After the whole ordeal was finished. I went to dinner 2 hours behind schedule and came back to request that I switch places with the person sitting with a patient on one to one observation. The patient was going through alcohol withdrawal but spent pretty much the whole time sleeping. He did wake up briefly to say, “Isn’t there anything else on besides Christmas shows?” I informed him that he’d be hard pressed to find anything else with it being Christmas and all. He then proceeded to subject me to Deal or No Deal. Horrible show. In fact anything resembling a game show is horrible. Right up there with reality TV and the women’s station dubbed “Lifetime”. Outside of that, he did also have a habit of missing the urinal and instead just pissing all over his bed then sleeping through my struggle to clean him up and change the bed underneath him. I also wonder if dental hygeine had EVER been a concern for this man since with every exhale a rank cloud was expelled from his mouth and swallowed the entire room with it’s horrid stench. From across the room, I was forced to breathe by pulling my arm halfway into my sleeve like a turtle and put my nose into the hole. If he would have fallen into a bit deeper sleep, I would have brushed his teeth while he was out cold. All in all though, it was a perfect way to conclude my Christmas day.

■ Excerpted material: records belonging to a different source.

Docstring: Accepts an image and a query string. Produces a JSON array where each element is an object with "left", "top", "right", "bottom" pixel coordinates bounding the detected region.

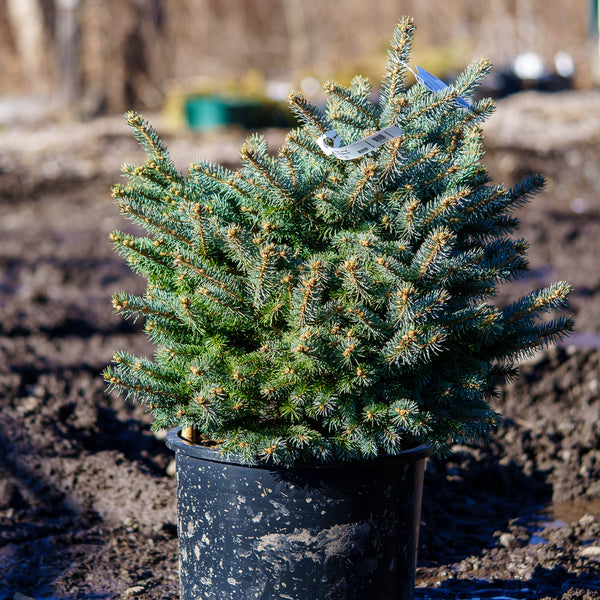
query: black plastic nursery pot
[{"left": 167, "top": 428, "right": 431, "bottom": 600}]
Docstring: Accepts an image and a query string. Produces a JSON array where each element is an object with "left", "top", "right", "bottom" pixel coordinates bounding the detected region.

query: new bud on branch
[{"left": 105, "top": 19, "right": 572, "bottom": 465}]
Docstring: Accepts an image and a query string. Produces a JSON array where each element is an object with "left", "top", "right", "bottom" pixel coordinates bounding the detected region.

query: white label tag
[{"left": 317, "top": 125, "right": 402, "bottom": 160}]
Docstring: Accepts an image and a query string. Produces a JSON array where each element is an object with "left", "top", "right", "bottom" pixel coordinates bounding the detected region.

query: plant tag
[
  {"left": 317, "top": 125, "right": 402, "bottom": 160},
  {"left": 403, "top": 63, "right": 471, "bottom": 108}
]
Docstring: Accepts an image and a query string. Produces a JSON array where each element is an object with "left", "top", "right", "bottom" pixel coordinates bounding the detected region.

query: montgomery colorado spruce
[{"left": 104, "top": 19, "right": 572, "bottom": 467}]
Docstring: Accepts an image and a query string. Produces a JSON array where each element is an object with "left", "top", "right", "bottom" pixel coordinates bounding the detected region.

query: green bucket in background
[{"left": 184, "top": 95, "right": 291, "bottom": 131}]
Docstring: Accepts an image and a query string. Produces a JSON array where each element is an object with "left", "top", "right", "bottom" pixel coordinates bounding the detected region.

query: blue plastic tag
[{"left": 406, "top": 65, "right": 471, "bottom": 108}]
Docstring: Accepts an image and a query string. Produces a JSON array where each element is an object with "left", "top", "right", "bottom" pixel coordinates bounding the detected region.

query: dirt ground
[{"left": 0, "top": 93, "right": 600, "bottom": 600}]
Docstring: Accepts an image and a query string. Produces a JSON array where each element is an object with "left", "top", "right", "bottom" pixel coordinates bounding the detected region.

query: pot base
[{"left": 167, "top": 429, "right": 430, "bottom": 600}]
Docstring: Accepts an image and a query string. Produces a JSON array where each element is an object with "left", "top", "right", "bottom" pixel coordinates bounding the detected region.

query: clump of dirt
[{"left": 0, "top": 91, "right": 600, "bottom": 600}]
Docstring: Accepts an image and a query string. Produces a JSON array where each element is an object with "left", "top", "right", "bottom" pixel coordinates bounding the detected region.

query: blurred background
[{"left": 0, "top": 0, "right": 600, "bottom": 128}]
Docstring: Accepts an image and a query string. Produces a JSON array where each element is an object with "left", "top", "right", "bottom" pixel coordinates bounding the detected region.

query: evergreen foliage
[{"left": 104, "top": 19, "right": 572, "bottom": 465}]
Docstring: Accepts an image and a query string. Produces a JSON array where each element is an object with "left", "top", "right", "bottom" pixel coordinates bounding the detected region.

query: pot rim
[{"left": 165, "top": 427, "right": 433, "bottom": 470}]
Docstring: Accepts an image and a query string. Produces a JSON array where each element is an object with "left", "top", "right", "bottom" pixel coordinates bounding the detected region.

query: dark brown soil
[{"left": 0, "top": 95, "right": 600, "bottom": 600}]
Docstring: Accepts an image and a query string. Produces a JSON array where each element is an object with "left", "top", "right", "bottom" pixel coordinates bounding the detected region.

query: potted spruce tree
[{"left": 105, "top": 19, "right": 572, "bottom": 600}]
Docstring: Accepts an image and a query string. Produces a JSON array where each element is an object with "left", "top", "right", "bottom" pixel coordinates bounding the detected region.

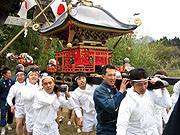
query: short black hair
[
  {"left": 154, "top": 70, "right": 168, "bottom": 77},
  {"left": 40, "top": 69, "right": 47, "bottom": 75},
  {"left": 102, "top": 64, "right": 116, "bottom": 75},
  {"left": 16, "top": 64, "right": 24, "bottom": 71},
  {"left": 74, "top": 72, "right": 87, "bottom": 81},
  {"left": 129, "top": 68, "right": 148, "bottom": 80},
  {"left": 2, "top": 67, "right": 11, "bottom": 75},
  {"left": 27, "top": 68, "right": 39, "bottom": 77}
]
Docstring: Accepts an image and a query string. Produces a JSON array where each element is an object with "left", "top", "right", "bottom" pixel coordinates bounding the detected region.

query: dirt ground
[{"left": 0, "top": 108, "right": 96, "bottom": 135}]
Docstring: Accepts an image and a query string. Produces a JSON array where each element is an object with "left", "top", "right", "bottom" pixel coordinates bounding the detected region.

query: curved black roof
[{"left": 39, "top": 5, "right": 137, "bottom": 41}]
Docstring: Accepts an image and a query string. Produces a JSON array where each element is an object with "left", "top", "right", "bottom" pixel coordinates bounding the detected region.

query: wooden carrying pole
[{"left": 0, "top": 0, "right": 55, "bottom": 55}]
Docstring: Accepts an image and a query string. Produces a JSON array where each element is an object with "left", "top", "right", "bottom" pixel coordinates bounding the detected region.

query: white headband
[
  {"left": 27, "top": 71, "right": 39, "bottom": 77},
  {"left": 16, "top": 71, "right": 25, "bottom": 76},
  {"left": 131, "top": 77, "right": 149, "bottom": 82},
  {"left": 42, "top": 74, "right": 54, "bottom": 81}
]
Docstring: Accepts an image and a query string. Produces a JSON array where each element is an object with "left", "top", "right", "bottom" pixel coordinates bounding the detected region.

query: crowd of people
[{"left": 0, "top": 64, "right": 180, "bottom": 135}]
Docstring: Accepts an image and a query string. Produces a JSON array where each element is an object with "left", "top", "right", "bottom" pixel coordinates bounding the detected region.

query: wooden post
[{"left": 0, "top": 0, "right": 55, "bottom": 55}]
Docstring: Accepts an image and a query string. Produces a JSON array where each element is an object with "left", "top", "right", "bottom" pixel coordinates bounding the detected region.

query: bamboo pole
[
  {"left": 35, "top": 0, "right": 64, "bottom": 48},
  {"left": 0, "top": 0, "right": 55, "bottom": 55}
]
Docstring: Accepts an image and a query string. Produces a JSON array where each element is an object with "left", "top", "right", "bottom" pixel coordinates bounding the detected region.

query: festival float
[{"left": 39, "top": 2, "right": 137, "bottom": 89}]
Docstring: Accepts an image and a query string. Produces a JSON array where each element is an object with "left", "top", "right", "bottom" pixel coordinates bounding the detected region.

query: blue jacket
[
  {"left": 0, "top": 77, "right": 15, "bottom": 100},
  {"left": 93, "top": 81, "right": 127, "bottom": 135}
]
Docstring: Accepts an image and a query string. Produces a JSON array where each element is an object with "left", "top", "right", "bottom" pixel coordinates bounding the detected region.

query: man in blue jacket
[
  {"left": 93, "top": 64, "right": 128, "bottom": 135},
  {"left": 0, "top": 67, "right": 15, "bottom": 135}
]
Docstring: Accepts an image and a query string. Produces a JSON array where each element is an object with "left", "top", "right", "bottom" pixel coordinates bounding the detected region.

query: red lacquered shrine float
[{"left": 39, "top": 3, "right": 137, "bottom": 89}]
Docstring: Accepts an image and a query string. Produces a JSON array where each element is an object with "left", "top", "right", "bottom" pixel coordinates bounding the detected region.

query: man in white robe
[
  {"left": 168, "top": 81, "right": 180, "bottom": 118},
  {"left": 71, "top": 72, "right": 97, "bottom": 135},
  {"left": 33, "top": 76, "right": 74, "bottom": 135},
  {"left": 116, "top": 68, "right": 172, "bottom": 135},
  {"left": 22, "top": 68, "right": 39, "bottom": 135},
  {"left": 7, "top": 70, "right": 25, "bottom": 135}
]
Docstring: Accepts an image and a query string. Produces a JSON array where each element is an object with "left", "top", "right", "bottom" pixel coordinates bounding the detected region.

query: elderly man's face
[
  {"left": 42, "top": 78, "right": 55, "bottom": 94},
  {"left": 102, "top": 68, "right": 116, "bottom": 86},
  {"left": 130, "top": 78, "right": 148, "bottom": 94},
  {"left": 28, "top": 72, "right": 39, "bottom": 84},
  {"left": 77, "top": 76, "right": 86, "bottom": 90},
  {"left": 16, "top": 73, "right": 25, "bottom": 83}
]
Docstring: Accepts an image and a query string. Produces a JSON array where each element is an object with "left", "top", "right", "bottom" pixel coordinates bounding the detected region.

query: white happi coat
[
  {"left": 71, "top": 84, "right": 98, "bottom": 118},
  {"left": 7, "top": 82, "right": 25, "bottom": 112},
  {"left": 33, "top": 89, "right": 74, "bottom": 135},
  {"left": 154, "top": 89, "right": 170, "bottom": 135},
  {"left": 168, "top": 81, "right": 180, "bottom": 117},
  {"left": 22, "top": 79, "right": 39, "bottom": 118},
  {"left": 117, "top": 87, "right": 172, "bottom": 135}
]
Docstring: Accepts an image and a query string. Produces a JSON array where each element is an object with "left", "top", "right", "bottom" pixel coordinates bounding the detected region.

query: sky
[{"left": 92, "top": 0, "right": 180, "bottom": 40}]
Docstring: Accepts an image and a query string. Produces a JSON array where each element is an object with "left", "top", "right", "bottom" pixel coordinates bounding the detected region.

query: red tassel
[
  {"left": 57, "top": 4, "right": 65, "bottom": 15},
  {"left": 25, "top": 0, "right": 27, "bottom": 9},
  {"left": 68, "top": 21, "right": 72, "bottom": 43},
  {"left": 111, "top": 85, "right": 116, "bottom": 89}
]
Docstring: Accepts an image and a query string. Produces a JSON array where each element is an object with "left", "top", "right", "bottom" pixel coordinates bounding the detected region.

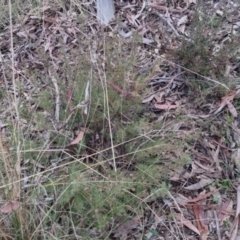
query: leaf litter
[{"left": 0, "top": 0, "right": 240, "bottom": 239}]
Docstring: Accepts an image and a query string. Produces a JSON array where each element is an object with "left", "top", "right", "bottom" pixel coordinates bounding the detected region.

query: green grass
[{"left": 0, "top": 1, "right": 240, "bottom": 240}]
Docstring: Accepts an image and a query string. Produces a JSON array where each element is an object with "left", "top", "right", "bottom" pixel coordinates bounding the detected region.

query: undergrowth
[{"left": 0, "top": 0, "right": 238, "bottom": 240}]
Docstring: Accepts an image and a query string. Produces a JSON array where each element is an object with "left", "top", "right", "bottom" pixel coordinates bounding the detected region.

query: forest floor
[{"left": 0, "top": 0, "right": 240, "bottom": 240}]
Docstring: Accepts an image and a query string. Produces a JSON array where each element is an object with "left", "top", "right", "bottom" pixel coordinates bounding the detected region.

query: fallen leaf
[
  {"left": 184, "top": 178, "right": 213, "bottom": 190},
  {"left": 154, "top": 103, "right": 178, "bottom": 110},
  {"left": 0, "top": 201, "right": 21, "bottom": 213},
  {"left": 174, "top": 213, "right": 200, "bottom": 236},
  {"left": 193, "top": 204, "right": 209, "bottom": 240},
  {"left": 188, "top": 188, "right": 220, "bottom": 203},
  {"left": 177, "top": 15, "right": 188, "bottom": 27},
  {"left": 70, "top": 130, "right": 85, "bottom": 145}
]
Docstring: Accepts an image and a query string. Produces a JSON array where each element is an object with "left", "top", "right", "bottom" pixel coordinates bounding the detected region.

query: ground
[{"left": 0, "top": 0, "right": 240, "bottom": 240}]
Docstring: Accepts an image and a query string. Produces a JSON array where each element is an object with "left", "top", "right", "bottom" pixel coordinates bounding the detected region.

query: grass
[{"left": 0, "top": 1, "right": 240, "bottom": 240}]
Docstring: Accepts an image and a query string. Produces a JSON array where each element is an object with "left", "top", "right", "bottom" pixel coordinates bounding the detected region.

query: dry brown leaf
[
  {"left": 218, "top": 199, "right": 233, "bottom": 226},
  {"left": 231, "top": 148, "right": 240, "bottom": 170},
  {"left": 154, "top": 103, "right": 178, "bottom": 110},
  {"left": 142, "top": 94, "right": 155, "bottom": 103},
  {"left": 114, "top": 217, "right": 141, "bottom": 239},
  {"left": 193, "top": 204, "right": 209, "bottom": 240},
  {"left": 184, "top": 178, "right": 213, "bottom": 190},
  {"left": 0, "top": 201, "right": 21, "bottom": 213},
  {"left": 188, "top": 188, "right": 220, "bottom": 203},
  {"left": 226, "top": 101, "right": 238, "bottom": 117},
  {"left": 174, "top": 213, "right": 200, "bottom": 236},
  {"left": 70, "top": 130, "right": 85, "bottom": 145},
  {"left": 214, "top": 90, "right": 239, "bottom": 116}
]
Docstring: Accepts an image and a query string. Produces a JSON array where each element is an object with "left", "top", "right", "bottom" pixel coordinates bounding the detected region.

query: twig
[
  {"left": 213, "top": 210, "right": 222, "bottom": 240},
  {"left": 144, "top": 71, "right": 185, "bottom": 99},
  {"left": 48, "top": 69, "right": 60, "bottom": 123},
  {"left": 155, "top": 12, "right": 193, "bottom": 42}
]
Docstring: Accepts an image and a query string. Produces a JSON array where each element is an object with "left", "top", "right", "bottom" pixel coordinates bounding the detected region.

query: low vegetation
[{"left": 0, "top": 1, "right": 239, "bottom": 240}]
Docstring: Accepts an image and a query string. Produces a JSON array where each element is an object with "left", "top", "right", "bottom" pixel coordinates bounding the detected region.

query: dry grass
[{"left": 0, "top": 0, "right": 240, "bottom": 240}]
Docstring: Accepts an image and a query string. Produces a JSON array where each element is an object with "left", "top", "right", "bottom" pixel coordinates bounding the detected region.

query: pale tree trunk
[{"left": 97, "top": 0, "right": 115, "bottom": 25}]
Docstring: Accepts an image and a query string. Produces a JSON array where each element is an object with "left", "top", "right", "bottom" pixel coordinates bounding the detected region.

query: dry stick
[
  {"left": 158, "top": 56, "right": 230, "bottom": 90},
  {"left": 213, "top": 210, "right": 222, "bottom": 240},
  {"left": 48, "top": 69, "right": 60, "bottom": 123},
  {"left": 155, "top": 12, "right": 193, "bottom": 42},
  {"left": 144, "top": 71, "right": 184, "bottom": 99},
  {"left": 8, "top": 0, "right": 21, "bottom": 201}
]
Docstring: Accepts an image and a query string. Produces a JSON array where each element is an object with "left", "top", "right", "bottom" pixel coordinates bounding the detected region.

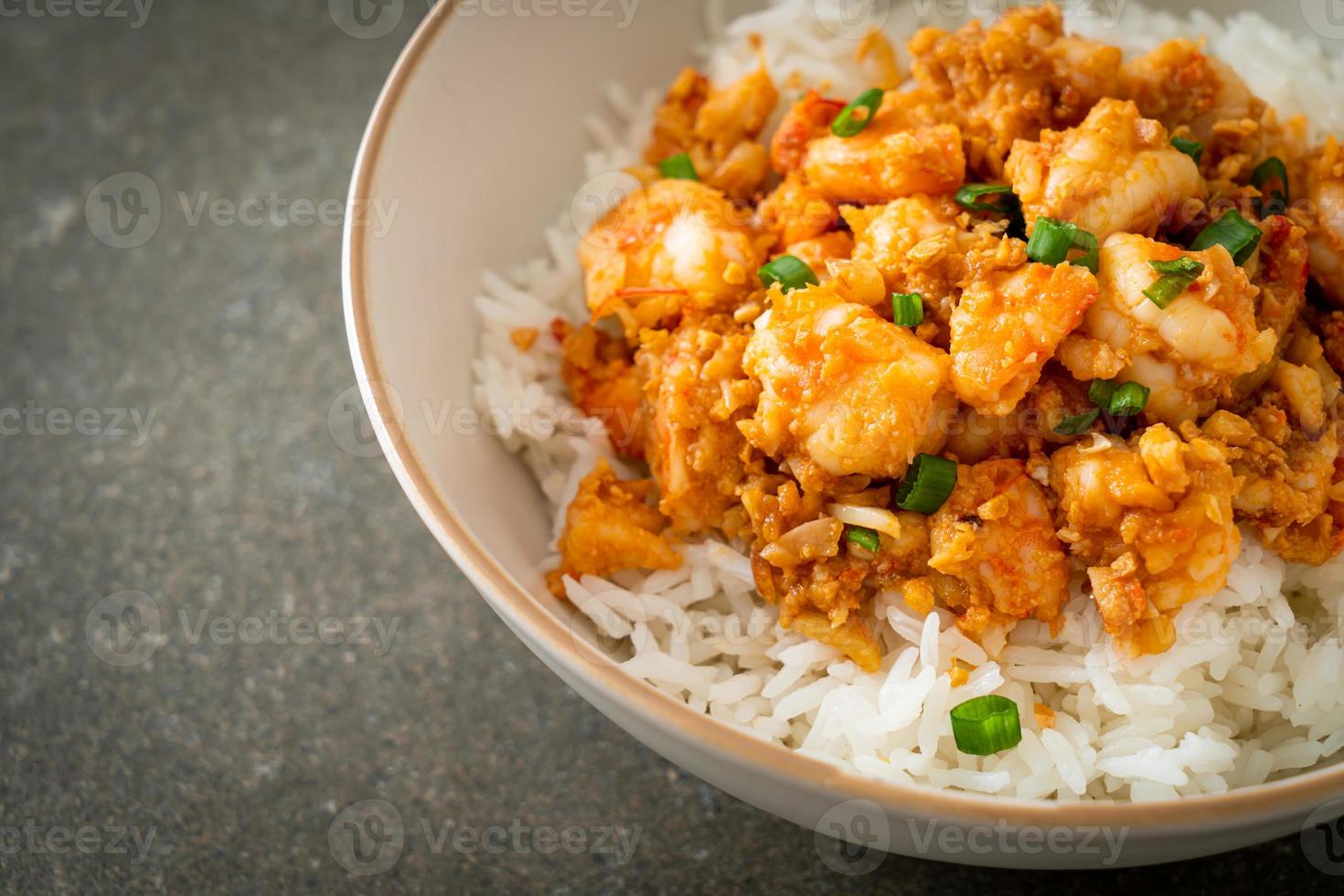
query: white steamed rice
[{"left": 475, "top": 0, "right": 1344, "bottom": 801}]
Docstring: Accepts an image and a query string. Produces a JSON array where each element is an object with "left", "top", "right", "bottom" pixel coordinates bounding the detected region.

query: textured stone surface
[{"left": 0, "top": 0, "right": 1338, "bottom": 893}]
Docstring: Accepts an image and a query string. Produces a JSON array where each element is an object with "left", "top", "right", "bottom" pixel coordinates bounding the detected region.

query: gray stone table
[{"left": 0, "top": 0, "right": 1339, "bottom": 896}]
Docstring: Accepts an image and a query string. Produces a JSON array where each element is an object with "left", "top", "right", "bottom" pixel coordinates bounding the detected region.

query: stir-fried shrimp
[
  {"left": 635, "top": 315, "right": 760, "bottom": 533},
  {"left": 803, "top": 113, "right": 966, "bottom": 203},
  {"left": 548, "top": 4, "right": 1344, "bottom": 672},
  {"left": 910, "top": 5, "right": 1121, "bottom": 177},
  {"left": 1203, "top": 329, "right": 1344, "bottom": 563},
  {"left": 840, "top": 194, "right": 997, "bottom": 325},
  {"left": 950, "top": 240, "right": 1097, "bottom": 415},
  {"left": 560, "top": 324, "right": 644, "bottom": 458},
  {"left": 757, "top": 175, "right": 840, "bottom": 251},
  {"left": 1221, "top": 215, "right": 1307, "bottom": 400},
  {"left": 1050, "top": 423, "right": 1241, "bottom": 653},
  {"left": 644, "top": 66, "right": 780, "bottom": 198},
  {"left": 1082, "top": 234, "right": 1277, "bottom": 423},
  {"left": 929, "top": 459, "right": 1070, "bottom": 633},
  {"left": 580, "top": 180, "right": 764, "bottom": 340},
  {"left": 1007, "top": 100, "right": 1203, "bottom": 240},
  {"left": 549, "top": 461, "right": 681, "bottom": 595},
  {"left": 741, "top": 286, "right": 955, "bottom": 478},
  {"left": 1120, "top": 39, "right": 1264, "bottom": 177},
  {"left": 1307, "top": 137, "right": 1344, "bottom": 307}
]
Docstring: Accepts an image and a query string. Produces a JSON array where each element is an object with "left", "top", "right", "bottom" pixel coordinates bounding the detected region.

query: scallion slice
[
  {"left": 1087, "top": 380, "right": 1117, "bottom": 409},
  {"left": 1144, "top": 255, "right": 1204, "bottom": 307},
  {"left": 757, "top": 255, "right": 817, "bottom": 292},
  {"left": 896, "top": 454, "right": 957, "bottom": 513},
  {"left": 1172, "top": 137, "right": 1204, "bottom": 165},
  {"left": 658, "top": 152, "right": 700, "bottom": 180},
  {"left": 1027, "top": 218, "right": 1099, "bottom": 274},
  {"left": 952, "top": 693, "right": 1021, "bottom": 756},
  {"left": 1106, "top": 383, "right": 1152, "bottom": 416},
  {"left": 953, "top": 184, "right": 1018, "bottom": 215},
  {"left": 1055, "top": 407, "right": 1101, "bottom": 435},
  {"left": 891, "top": 293, "right": 923, "bottom": 326},
  {"left": 1189, "top": 208, "right": 1261, "bottom": 264},
  {"left": 844, "top": 525, "right": 881, "bottom": 553},
  {"left": 1252, "top": 155, "right": 1287, "bottom": 218},
  {"left": 830, "top": 88, "right": 883, "bottom": 137}
]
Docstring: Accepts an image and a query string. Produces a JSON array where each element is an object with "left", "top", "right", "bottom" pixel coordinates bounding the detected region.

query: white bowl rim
[{"left": 341, "top": 0, "right": 1344, "bottom": 833}]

I stopped at the gas station on my way home, purchased a pack of cigarettes with quarters since I am just that poor, then drove the rest of the way home sullenly. I picked up the explosion of wrapping paper from the morning and put it in the garbage bin. I changed into my pajamas and laid in bed, falling asleep to a movie as usual. Just another day come and gone. Honestly, it’s hard to tell if it even happened at all.